A study of 114 recently postmenopausal women found that deep wrinkles on the face and neck could indicate an increased risk for broken bones.
The reason is that women with such wrinkles were more likely to have lower bone density in areas like the hips, spine and heels.
Estrogen promotes the production of the protein collagen, which your skin and bones both rely on to maintain density. So as a woman's level of estrogen declines in menopause, said Dr. Ronald Young, co-director of the Menopause Center at Texas Children's Pavilion for Women in Houston, "collagen in the skin is depleted, which means the skin isn't as firm and elastic, and wrinkles develop."
Deeper, worsening wrinkles are a sign that the body is producing less collagen, which often means bone density is decreasing as well.
The worse the wrinkles, the lesser the bone density, added lead researcher Lubna Pal, a Yale School of Medicine associate professor.

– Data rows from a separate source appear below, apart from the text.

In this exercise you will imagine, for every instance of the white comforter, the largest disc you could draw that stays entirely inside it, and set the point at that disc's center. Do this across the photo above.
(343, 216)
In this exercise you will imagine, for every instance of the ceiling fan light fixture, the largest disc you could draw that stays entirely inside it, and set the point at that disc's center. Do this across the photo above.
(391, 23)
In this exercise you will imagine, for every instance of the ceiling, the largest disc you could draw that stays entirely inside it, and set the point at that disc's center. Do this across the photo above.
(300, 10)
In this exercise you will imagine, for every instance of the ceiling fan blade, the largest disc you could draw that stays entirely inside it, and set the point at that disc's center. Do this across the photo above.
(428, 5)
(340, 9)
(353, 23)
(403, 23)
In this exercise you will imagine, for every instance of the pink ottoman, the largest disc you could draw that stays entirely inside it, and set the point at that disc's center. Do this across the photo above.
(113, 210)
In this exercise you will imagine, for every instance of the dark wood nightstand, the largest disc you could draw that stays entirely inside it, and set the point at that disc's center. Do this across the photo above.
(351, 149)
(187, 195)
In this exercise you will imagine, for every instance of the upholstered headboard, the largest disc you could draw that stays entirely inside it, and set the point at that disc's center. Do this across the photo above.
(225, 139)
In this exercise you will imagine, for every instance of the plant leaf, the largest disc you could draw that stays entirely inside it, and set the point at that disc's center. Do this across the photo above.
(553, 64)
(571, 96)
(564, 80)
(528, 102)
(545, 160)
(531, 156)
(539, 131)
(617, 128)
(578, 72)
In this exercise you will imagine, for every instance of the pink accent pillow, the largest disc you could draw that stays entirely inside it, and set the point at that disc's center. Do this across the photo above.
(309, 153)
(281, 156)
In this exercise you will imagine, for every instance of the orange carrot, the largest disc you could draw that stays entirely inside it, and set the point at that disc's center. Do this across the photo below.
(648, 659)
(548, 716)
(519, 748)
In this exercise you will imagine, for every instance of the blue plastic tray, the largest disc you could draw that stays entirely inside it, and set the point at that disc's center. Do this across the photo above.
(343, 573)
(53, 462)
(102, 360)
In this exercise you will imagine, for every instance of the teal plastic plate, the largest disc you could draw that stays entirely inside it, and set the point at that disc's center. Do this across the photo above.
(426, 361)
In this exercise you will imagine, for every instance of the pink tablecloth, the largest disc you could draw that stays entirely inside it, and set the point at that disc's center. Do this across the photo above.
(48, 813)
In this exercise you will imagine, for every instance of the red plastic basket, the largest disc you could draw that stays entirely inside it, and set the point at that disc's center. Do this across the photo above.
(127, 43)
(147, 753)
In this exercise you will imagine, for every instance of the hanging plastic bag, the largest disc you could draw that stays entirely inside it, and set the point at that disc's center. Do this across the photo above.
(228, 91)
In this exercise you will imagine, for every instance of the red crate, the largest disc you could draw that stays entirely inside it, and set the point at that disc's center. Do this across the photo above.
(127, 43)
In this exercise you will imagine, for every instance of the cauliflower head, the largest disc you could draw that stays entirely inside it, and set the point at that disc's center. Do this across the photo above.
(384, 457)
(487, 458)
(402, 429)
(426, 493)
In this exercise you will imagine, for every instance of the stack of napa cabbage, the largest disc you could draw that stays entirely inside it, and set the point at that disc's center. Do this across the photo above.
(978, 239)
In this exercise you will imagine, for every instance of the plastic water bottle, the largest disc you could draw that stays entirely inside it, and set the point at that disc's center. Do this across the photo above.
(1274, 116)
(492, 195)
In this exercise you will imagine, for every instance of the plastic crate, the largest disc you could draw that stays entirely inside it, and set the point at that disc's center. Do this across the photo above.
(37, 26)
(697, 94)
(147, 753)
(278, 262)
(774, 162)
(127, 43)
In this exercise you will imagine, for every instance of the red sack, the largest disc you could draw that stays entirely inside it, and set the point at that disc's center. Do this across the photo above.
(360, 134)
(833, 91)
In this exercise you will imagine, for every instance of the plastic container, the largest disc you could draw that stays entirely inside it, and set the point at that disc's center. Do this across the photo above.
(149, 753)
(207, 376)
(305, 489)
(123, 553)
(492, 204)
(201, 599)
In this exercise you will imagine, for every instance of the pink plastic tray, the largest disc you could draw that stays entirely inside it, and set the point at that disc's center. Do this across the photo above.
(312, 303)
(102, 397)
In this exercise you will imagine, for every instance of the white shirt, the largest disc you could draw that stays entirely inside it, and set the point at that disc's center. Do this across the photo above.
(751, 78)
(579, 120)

"This relationship was independent of age or of factors known to influence bone mass," Pal noted.
If you discover thick, dark, velvety patches on folds of skin on your neck, armpit or groin, doctors suggest a blood test to check for diabetes.
These patches, known as acanthosis nigricans, could be benign or a normal side effect of obesity, but they also could be a sign of diabetes, said dermatologist Janet Lin of Baltimore's Mercy Medical Center.
Thyroid gland is responsible for hormones that, among other functions, regulate your body temperature, metabolism and nervous system as well as the health of skin, hair and nails.
Signs that your thyroid isn't performing properly-it can be either overactive or underactive-tend to appear first on your skin, typically on the back of your upper arms and the back of your fingers.
At first the skin just seems rough or bumpy, like a mild rash, according to naturopath Alan Christianson of Phoenix.
But if the thyroid continues to be out of whack, other areas can be affected, he said, such as the legs, scalp and neck. An underactive gland could result in hair loss, brittle nails or dry, flaky skin.
If any such things happen, schedule a physical with your internist and ask for a thyroid function test, the doctors said.
Again dull, dry skin or complexion could indicate an omega-3 deficiency, Christianson said, because its absence can slow your natural exfoliation cycle, also potentially leading to dryness or dandruff.
Supplements are one option to restore omega-3, but the best way to correct the deficiency is through diet.
The American Heart Association recommends eating a 3- to 4-ounce serving of oily fish twice a week. Flaxseeds, walnuts and soybeans can also help maintain omega-3 levels, it said.